In the Renault advert, a woman screams “ouch” as she sees a scratch on her blue Twingo, parked between two vehicles. She then paints her nail in blue, before hiding the car scratch with a brush stroke.
This “reduces women to their beauty concerns and their inability to drive” Marie-Noelle Bas, the head of the French feminist collective Chiennes de Garde, said in a phone interview. “This insidious, ordinary, daily sexism lays the groundwork for the worst as ads confine women to a constructed role.”
A Renault spokesman disputed the perception that the commercial or the polish sale was sexist.
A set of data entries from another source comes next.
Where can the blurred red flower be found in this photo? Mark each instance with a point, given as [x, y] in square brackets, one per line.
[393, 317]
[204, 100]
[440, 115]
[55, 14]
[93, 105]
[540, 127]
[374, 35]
Twingo cars target “urban women who enjoy customisation of their cars,” he said, noting that the video didn’t show a woman who can’t park properly.
The Twingo nail polish is being manufactured by the Paris-based cosmetics startup Ink and Out, the owner of the De Blangy brand. The polish has been on sale at Renault’s workshops and on its website since Monday for €8.90 and comes in blue, red, black and yellow. The polish is for sale for a short while, said the Renault spokesman, who didn’t want to be named.
For Ink and Out chief executive Benjamin De Blanzy, the controversy over Renault’s video is both “amusing” and “rather legitimate.”
“It’s funny because men too will use it,” he said in a phone interview, adding that he himself started using nail polish on his car a few months ago to cover minor scratches.
The backlash comes less than a month after a video by Pepsi drew widespread criticism on social media for exploiting movements including Black Lives Matter. Pepsi pulled the commercial from its YouTube page in less than 48 hours and apologised. The episode showed how hard it is for companies to escape marketing faux-pas as they’re picked up by social media.
In 2014, Renault withdrew a Belgian video ad for the Twingo car that was deemed sexist. The commercial pictured a woman leaving notes with apologies on other people’s cars after parking wrongly.
“We are in a completely different perspective with this video, which is better thought-out,” the Renault spokesman said. The nail polish video had about 5,000 views on YouTube in its French and English versions as of early Wednesday.
“The video is making a buzz, be it good or bad,” the Renault spokesman said.